Ledger helps the team track client projects, business inventory, purchases, returns, budgets, invoices, and reports in one place.
Use Ledger to answer questions like:
- What items belong to this project?
- Which items are still in business inventory?
- What has been purchased, returned, or moved?
- How much has been spent against a project budget?
- What should be invoiced to the client?
- Which transactions still need review?
The Big Picture
Ledger has two main places where items and transactions can live:
- Projects: client work, such as a design or installation project.
- Inventory: business-owned items that are not currently assigned to a client project.
Items can move from inventory into a project, from a project back to inventory, or from one project to another. Ledger records those movements so budgets, reports, and item history stay understandable.
What Employees Usually Do
Most employees use Ledger to:
- Create or update projects.
- Add item quick drafts from photos.
- Add full item details.
- Create transactions from purchases, expenses, fees, sales, or returns.

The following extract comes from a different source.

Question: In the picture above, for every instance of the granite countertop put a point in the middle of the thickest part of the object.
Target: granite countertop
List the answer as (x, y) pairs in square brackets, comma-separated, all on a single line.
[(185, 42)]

- Move items into the correct project or space.
- Review pending or unassigned transactions.
- Prepare invoices and reports.
What Ledger Is Not
Ledger is not the payment processor. Invoices can represent money requested from a client, but transactions should record money that actually moved.
For example:
- A design fee that has not been collected yet belongs on an invoice as a charge.
- A client payment that has been collected belongs in Ledger as a transaction.